Opinion
No. 87-0504.
March 2, 1988.
Appeal from the Circuit Court for Palm Beach County, Richard B. Burk, J.
Morton Abrams of Abrams Finkel, P.A., and Cathy Jackson Lerman of Cathy Jackson Lerman, P.A., Fort Lauderdale, for appellants.
Dixon Thomas, Vero Beach, for appellee.
This case is presented to us with many interesting points, but because we have determined that a material issue of fact existed making entry of summary final judgment inappropriate, we leave those issues to a later time. A brief overview of the facts is necessary.

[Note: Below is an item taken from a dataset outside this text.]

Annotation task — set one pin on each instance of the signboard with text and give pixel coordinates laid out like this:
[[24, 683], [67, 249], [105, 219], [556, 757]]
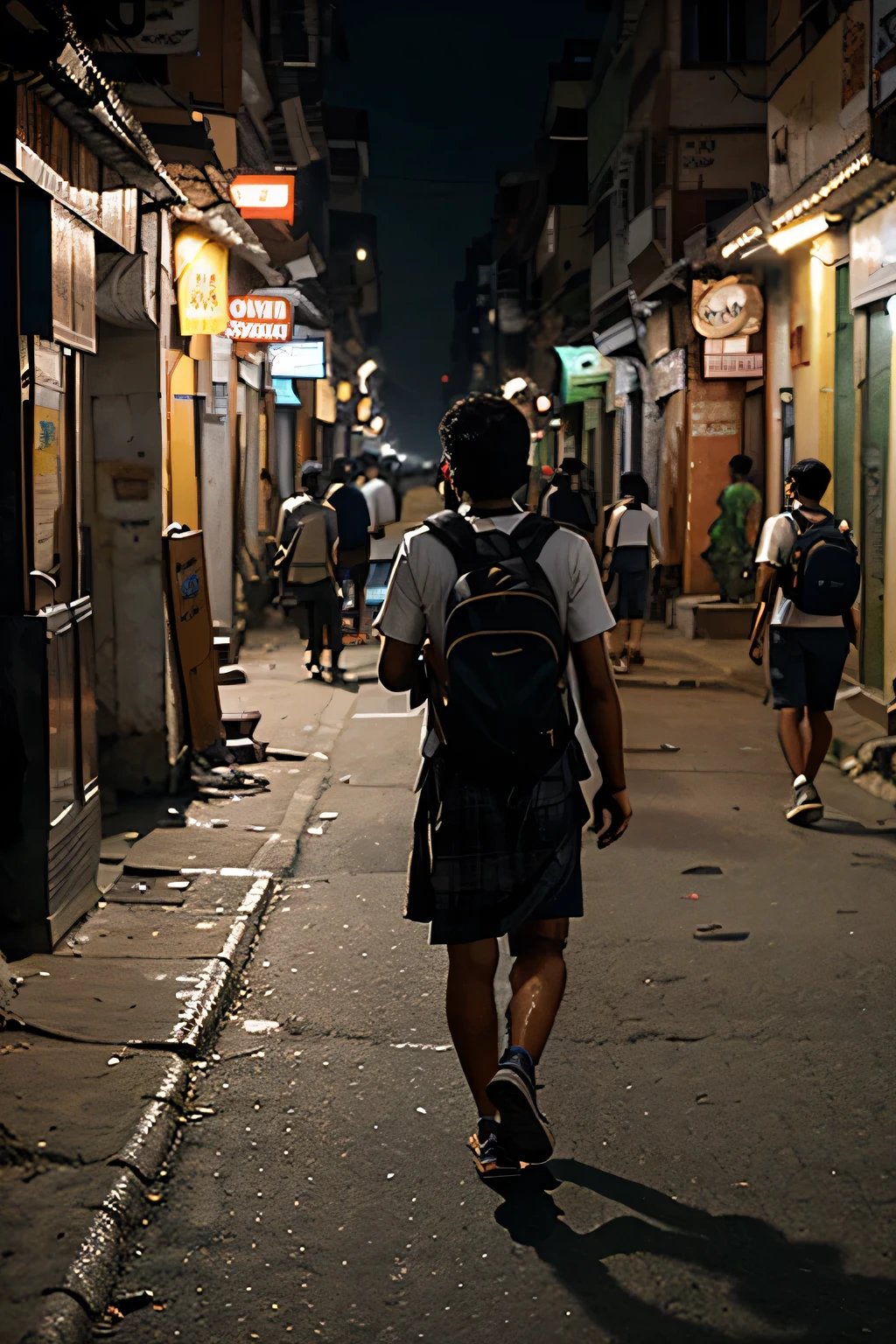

The appellants (Pross) contracted with Three "D" Corporation (Builder) to construct a residence for them on "Lot 1, Block 9," for which they paid the entire purchase price, $224,000.00. They later decided they wanted a different house, one to be built on Lot 3, Block 14. As a result, Pross was released from the contract involving Lot 1, Block 9 (which was sold to someone else), and entered into a contract for the purchase of Lot 3, Block 14. The Builder then obtained a loan from Caribank which encumbered Lot 3, Block 14, and two other lots not involved in this appeal. A question of fact exists as to whether this second contract was given to Caribank before it made its loan, and we conclude that the answer to the question is material. See Holl v. Talcott, 191 So.2d 40 (Fla. 1966). The trial court decided the question presumably on the basis that the mortgage of Caribank was recorded prior to the deed to Pross. The effect of knowledge by Caribank of the Pross contract, if in fact it had knowledge, was not considered.
The proceeds of this loan may have been partially used to purchase Lot 3, Block 14, and partially to pay for the construction of the house. We do not decide whether this mortgage was a purchase money mortgage, nor what its priority would be if it were.
According to Mr. Sarlo, president of the Builder, "I gave them (Caribank) a contract with . . . Pross' signature on it . . . and that would show their deposit and so forth." Question: So they (Caribank) were aware of the contract? Answer: "Right."
Reversed and remanded with directions to vacate the summary final judgment.
ANSTEAD and GLICKSTEIN, JJ., concur.